Compared with the prior art, the invention has the advantages that: hair brushThe self-adaptive dimensionality reduction filtering method is adopted, so that the SINS/GPS combined navigation system for SAR motion compensation can ensure the filtering precision, obviously reduce the calculated amount and lay the technical foundation for the SAR real-time imaging system. This is due to: (1) Compared with the traditional SINS/GPS integrated navigation system filtering method, the filtering method disclosed by the invention has the advantages that the state variables are adaptively selected or rejected on line according to the observable degree of the system state variables to form a dimension reduction filtering model, and the state variables with poor filtering precision are abandoned, so that the precision of the filtering method is not influenced completely; (2)The calculation amount is reduced remarkably; because the filtering model dimension has great influence on the system calculation amount, n and m are assumed to be the dimensions of the state variable and the observation variable respectively, and the multiplication and addition times of one-step filtering are n ³ +m×n ² . The self-adaptive dimension reduction filtering model provided by the invention mainly aims to reduce the dimension of the SINS/GPS combined navigation filtering model for SAR motion compensation, thereby achieving the purpose of reducing the calculated amount; (3) An SINS/GPS combined navigation filtering model library under different flight mobility conditions of an SAR carrier is established, the observable degree of state variables is calculated on line in real time, and a dimension reduction filtering model is constructed only by selecting from the model library, so that the system flow is greatly simplified; (4) And determining new supplementary elements in the state estimation variance matrix by adopting a random generation method when the SINS/GPS combined navigation filtering model is reconstructed on line every time. The random generation method has small calculation amount and high correlation degree with the variance of the last filtering value, and is favorable for quick convergence of the reconstructed dimension reduction filtering model.

Drawings

FIG. 1 is a typical rout-path diagram for a SAR aerial vehicle of the present invention;

FIG. 2 is a schematic diagram of a state variable sorting and selecting process according to the present invention;

FIG. 3 is a flowchart of the method operation of the present invention.

Detailed Description

As shown in fig. 3, the specific steps of the present invention are as follows:

(1) Firstly, constructing a full-dimensional SINS/GPS integrated navigation system filtering model library, comprising the following steps: three models of uniform linear motion, uniform accelerated linear motion and uniform circular motion.

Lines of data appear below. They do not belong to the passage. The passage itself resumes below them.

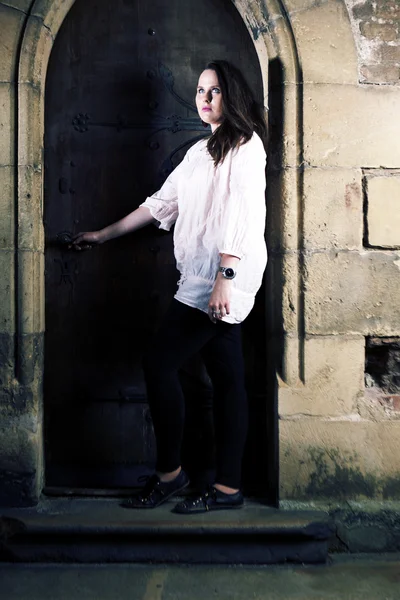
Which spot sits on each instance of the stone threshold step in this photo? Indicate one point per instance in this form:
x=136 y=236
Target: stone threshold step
x=99 y=530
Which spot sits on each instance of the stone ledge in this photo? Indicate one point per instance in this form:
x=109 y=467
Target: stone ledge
x=99 y=530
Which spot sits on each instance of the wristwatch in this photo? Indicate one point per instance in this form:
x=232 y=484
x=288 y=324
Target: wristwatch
x=227 y=272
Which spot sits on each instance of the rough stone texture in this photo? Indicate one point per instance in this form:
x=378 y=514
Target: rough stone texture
x=35 y=52
x=325 y=42
x=337 y=126
x=7 y=222
x=22 y=5
x=377 y=74
x=332 y=208
x=383 y=216
x=31 y=273
x=376 y=29
x=339 y=459
x=30 y=122
x=30 y=209
x=7 y=316
x=347 y=292
x=11 y=24
x=7 y=358
x=333 y=370
x=351 y=292
x=7 y=150
x=53 y=12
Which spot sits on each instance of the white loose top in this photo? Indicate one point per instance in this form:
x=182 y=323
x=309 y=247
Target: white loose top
x=216 y=210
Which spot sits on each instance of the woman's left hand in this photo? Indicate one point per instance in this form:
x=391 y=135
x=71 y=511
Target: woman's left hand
x=219 y=303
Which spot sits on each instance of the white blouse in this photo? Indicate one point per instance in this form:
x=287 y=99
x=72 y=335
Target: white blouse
x=216 y=210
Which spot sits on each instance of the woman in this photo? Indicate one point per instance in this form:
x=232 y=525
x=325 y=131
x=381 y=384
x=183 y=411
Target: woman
x=216 y=199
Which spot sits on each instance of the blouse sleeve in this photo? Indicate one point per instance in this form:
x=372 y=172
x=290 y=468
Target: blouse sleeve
x=163 y=205
x=244 y=218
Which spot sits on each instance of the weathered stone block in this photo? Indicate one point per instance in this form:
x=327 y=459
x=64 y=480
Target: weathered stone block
x=7 y=358
x=18 y=447
x=351 y=292
x=23 y=5
x=31 y=125
x=21 y=463
x=362 y=10
x=339 y=459
x=325 y=42
x=383 y=215
x=380 y=73
x=11 y=22
x=333 y=208
x=7 y=222
x=379 y=31
x=30 y=350
x=35 y=52
x=387 y=9
x=30 y=209
x=7 y=291
x=53 y=12
x=334 y=370
x=338 y=130
x=390 y=53
x=6 y=124
x=31 y=291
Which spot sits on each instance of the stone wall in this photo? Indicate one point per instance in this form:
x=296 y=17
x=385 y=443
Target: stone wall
x=334 y=212
x=376 y=27
x=337 y=437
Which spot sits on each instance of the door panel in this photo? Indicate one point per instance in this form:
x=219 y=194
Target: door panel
x=119 y=116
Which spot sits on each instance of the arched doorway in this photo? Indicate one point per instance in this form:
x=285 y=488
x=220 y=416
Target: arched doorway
x=119 y=116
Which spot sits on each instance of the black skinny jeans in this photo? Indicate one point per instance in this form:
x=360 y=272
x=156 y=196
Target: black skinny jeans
x=184 y=332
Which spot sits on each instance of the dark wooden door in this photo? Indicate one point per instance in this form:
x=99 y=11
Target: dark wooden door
x=119 y=116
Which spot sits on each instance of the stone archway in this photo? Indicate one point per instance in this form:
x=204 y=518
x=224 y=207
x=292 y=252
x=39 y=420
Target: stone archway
x=40 y=30
x=287 y=36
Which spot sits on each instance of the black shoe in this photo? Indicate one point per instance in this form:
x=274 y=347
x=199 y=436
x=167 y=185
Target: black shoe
x=210 y=499
x=156 y=492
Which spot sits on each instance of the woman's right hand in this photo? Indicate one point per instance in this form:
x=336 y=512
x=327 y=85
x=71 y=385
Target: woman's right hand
x=86 y=240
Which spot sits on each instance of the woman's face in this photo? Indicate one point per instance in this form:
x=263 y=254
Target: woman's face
x=209 y=99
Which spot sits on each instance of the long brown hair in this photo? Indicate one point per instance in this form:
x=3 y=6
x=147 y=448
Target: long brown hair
x=242 y=114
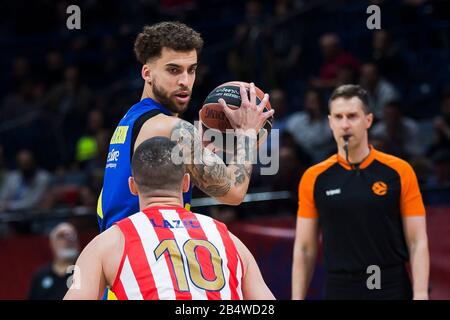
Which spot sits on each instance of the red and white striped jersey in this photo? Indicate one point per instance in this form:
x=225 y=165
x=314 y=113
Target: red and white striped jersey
x=172 y=253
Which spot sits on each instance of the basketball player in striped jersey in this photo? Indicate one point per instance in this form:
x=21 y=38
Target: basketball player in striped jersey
x=165 y=251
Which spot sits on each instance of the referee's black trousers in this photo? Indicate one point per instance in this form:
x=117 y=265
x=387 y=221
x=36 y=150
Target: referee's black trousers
x=395 y=285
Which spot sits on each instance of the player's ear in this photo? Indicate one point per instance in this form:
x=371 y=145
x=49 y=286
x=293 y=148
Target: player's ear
x=132 y=186
x=186 y=182
x=146 y=73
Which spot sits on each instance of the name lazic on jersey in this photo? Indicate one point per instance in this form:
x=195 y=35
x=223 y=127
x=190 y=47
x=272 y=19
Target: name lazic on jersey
x=113 y=157
x=174 y=224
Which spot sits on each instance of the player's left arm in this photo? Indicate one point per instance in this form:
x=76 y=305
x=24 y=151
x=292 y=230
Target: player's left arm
x=416 y=239
x=415 y=230
x=88 y=280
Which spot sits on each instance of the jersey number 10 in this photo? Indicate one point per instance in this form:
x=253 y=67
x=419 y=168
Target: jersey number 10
x=195 y=269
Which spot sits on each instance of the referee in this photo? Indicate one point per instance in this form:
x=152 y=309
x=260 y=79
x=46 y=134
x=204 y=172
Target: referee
x=368 y=207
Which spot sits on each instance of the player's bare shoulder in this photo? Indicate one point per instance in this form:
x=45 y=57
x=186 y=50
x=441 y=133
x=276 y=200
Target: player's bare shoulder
x=111 y=244
x=159 y=125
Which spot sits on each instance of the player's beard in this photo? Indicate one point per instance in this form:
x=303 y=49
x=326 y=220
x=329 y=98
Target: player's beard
x=168 y=100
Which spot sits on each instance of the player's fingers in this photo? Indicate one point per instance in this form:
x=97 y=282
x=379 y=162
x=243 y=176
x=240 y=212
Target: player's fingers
x=226 y=109
x=244 y=96
x=268 y=114
x=263 y=103
x=252 y=95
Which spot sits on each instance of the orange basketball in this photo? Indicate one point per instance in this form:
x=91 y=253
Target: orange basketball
x=214 y=118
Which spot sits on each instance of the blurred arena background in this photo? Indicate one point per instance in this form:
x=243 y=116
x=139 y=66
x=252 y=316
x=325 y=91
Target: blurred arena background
x=63 y=91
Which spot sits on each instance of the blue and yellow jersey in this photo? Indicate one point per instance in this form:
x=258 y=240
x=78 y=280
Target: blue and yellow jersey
x=116 y=201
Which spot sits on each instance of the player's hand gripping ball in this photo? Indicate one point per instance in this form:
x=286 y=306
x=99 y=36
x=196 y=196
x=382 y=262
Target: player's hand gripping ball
x=213 y=117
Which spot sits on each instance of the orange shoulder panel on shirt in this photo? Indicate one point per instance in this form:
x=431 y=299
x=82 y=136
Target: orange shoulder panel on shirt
x=411 y=203
x=306 y=204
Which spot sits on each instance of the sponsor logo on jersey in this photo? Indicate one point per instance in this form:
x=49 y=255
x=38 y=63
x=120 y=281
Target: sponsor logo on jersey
x=113 y=157
x=379 y=188
x=333 y=192
x=120 y=135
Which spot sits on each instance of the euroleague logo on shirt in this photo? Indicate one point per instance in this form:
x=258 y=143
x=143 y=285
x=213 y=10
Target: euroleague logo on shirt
x=379 y=188
x=113 y=157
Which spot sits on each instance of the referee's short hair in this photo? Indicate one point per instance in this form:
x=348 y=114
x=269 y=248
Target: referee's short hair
x=152 y=166
x=348 y=91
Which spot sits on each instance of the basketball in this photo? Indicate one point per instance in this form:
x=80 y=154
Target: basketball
x=213 y=117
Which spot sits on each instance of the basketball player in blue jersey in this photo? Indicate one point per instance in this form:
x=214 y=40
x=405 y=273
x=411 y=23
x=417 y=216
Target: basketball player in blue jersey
x=169 y=53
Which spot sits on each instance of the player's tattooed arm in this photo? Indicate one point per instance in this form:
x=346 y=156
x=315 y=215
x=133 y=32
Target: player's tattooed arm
x=208 y=171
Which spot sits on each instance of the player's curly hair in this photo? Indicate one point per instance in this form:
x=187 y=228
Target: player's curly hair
x=174 y=35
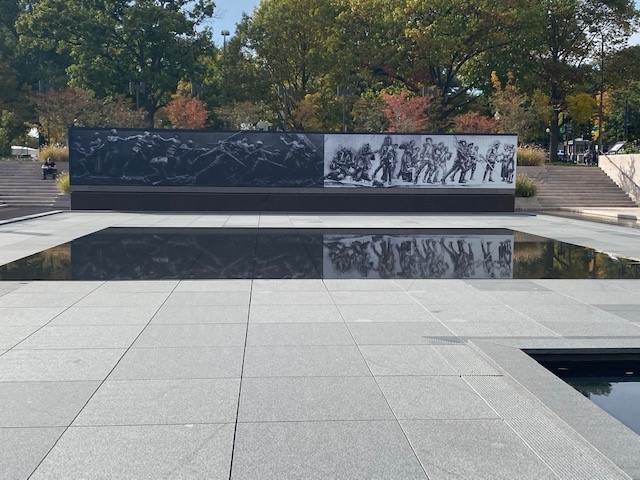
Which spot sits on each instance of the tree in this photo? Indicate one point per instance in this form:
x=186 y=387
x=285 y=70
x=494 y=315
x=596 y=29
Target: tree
x=292 y=39
x=511 y=107
x=405 y=113
x=368 y=114
x=439 y=44
x=243 y=114
x=57 y=110
x=473 y=122
x=113 y=42
x=568 y=42
x=187 y=112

a. The uniform circular motion full-dimensional SINS/GPS integrated navigation system filter model:

15 dimensional state variable

X(t)＝[φ _x φ _y φ _z δv _x δv _y δv _z δL δλ δh ε _x ε _y ε _z ▽ _x ▽ _y ▽ _z ] ^T The state equation of the SINS/GPS integrated navigation system is as follows:

the measurement equation is as follows:

Z(t)＝H(t)X(t)+V(t)

wherein F (t) is the state transition matrix of the system:

F _N is determined by the coefficients of the following set of differential equations:

l and delta L are latitude and latitude estimation errors respectively; λ, δ λ are longitude and longitude estimation errors, respectively; h, δ h are height and height estimation errors, respectively; v _x ，δv _x ，v _y ，δv _y ，v _z ，δv _z Estimating errors for the three weft speeds and the speed respectively; phi is a _x ，φ _y ，φ _z Respectively estimating errors of the three-dimensional postures; epsilon _x ，ε _y ，ε _z Respectively, three-axis gyro errors; v _x ，▽ _y ，▽ _z Respectively, errors of a triaxial accelerometer; f. of _x ，f _y ，f _z Respectively measuring the three-axis specific force;  _x ， _y ， _z The pitch angle, the roll angle and the yaw angle of the SAR aerial carrier are respectively; r _m ，R _n ，ω _ie The radius of the prime plane is the radius of the prime plane, and the rotation angular velocity of the earth.

G (t) is a system noise transfer matrix:

wherein:

w (t) is the random error of the gyroscope and accelerometer, W (t) = [ W = _εx w _εy w _εz w _▽x w _▽y w _▽z ] ^T . Observation matrix

H _v ＝[0 _3×3 diag(1 1 1) 0 _3×12 ]

H _p ＝[0 _3×6 diag(R _m R _n cosL 1) 0 _3×9 ]

Observation vector Z (t) = [ δ v = _x δv _y δv _z δL δλ δh] ^T 。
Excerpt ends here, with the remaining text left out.